I have filled this post with faux outrage and anger that I really don’t mean. The fantasy industry is full of smart and nice people who work hard to give advice to strangers. But inherent to my understanding of Zero RB is the idea that it’s possible to exploit competitors who overvalue running backs. It’s a positional value thing. If people want to say that RBs are due for a rebound, that’s totally fine. It might happen and I won’t argue it couldn’t happen. But it’s also not really best player available either. In fact best player available has to have some sense of positional value underlying it in order to not make it totally worthless (we have to have some reason not to start the draft by going DST/K/QB).

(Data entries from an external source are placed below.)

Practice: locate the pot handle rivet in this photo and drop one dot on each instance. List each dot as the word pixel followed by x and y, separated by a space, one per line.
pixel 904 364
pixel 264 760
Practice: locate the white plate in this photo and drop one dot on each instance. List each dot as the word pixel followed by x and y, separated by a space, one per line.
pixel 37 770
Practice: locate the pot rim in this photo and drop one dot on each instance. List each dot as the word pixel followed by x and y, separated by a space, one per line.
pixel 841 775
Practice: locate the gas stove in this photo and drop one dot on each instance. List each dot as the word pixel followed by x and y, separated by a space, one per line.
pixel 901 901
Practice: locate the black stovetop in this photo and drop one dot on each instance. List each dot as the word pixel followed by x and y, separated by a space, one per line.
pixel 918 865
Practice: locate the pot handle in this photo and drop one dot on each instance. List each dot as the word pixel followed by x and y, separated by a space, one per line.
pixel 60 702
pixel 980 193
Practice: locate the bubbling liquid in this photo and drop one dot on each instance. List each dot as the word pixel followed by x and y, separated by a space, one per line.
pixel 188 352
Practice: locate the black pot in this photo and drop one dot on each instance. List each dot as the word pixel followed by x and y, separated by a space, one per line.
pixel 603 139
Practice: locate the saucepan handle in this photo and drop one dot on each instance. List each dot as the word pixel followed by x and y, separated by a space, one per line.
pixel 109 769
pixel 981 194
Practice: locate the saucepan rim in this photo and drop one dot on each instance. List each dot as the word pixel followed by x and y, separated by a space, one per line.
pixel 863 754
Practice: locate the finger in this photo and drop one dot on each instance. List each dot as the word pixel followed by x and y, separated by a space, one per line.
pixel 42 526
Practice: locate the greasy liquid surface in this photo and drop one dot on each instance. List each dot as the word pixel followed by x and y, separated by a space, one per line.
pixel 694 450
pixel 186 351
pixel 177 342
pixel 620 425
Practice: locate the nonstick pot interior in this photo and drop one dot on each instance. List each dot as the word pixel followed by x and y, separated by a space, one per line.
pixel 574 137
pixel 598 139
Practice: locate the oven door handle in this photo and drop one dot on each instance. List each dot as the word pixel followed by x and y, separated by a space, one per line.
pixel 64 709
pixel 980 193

So all an analyst is saying when they say draft best player available is that their understanding of positional value is more correct than Zero RB’s understanding of positional value. Maybe they’re right, we really won’t know until after the season is played. But best player available isn’t an antidote to the alleged shortcomings of Zero RB that it purports to be. In fact, when you look at it that way, what these analysts are really doing is engaging in a bait and switch where they can avoid talking about positional value in order to advance a proposition people would have a tough time disagreeing with. It’s the fantasy football equivalent of screaming “Knibb High Football Rules.”

And no, I haven’t seen any movies since about 2001.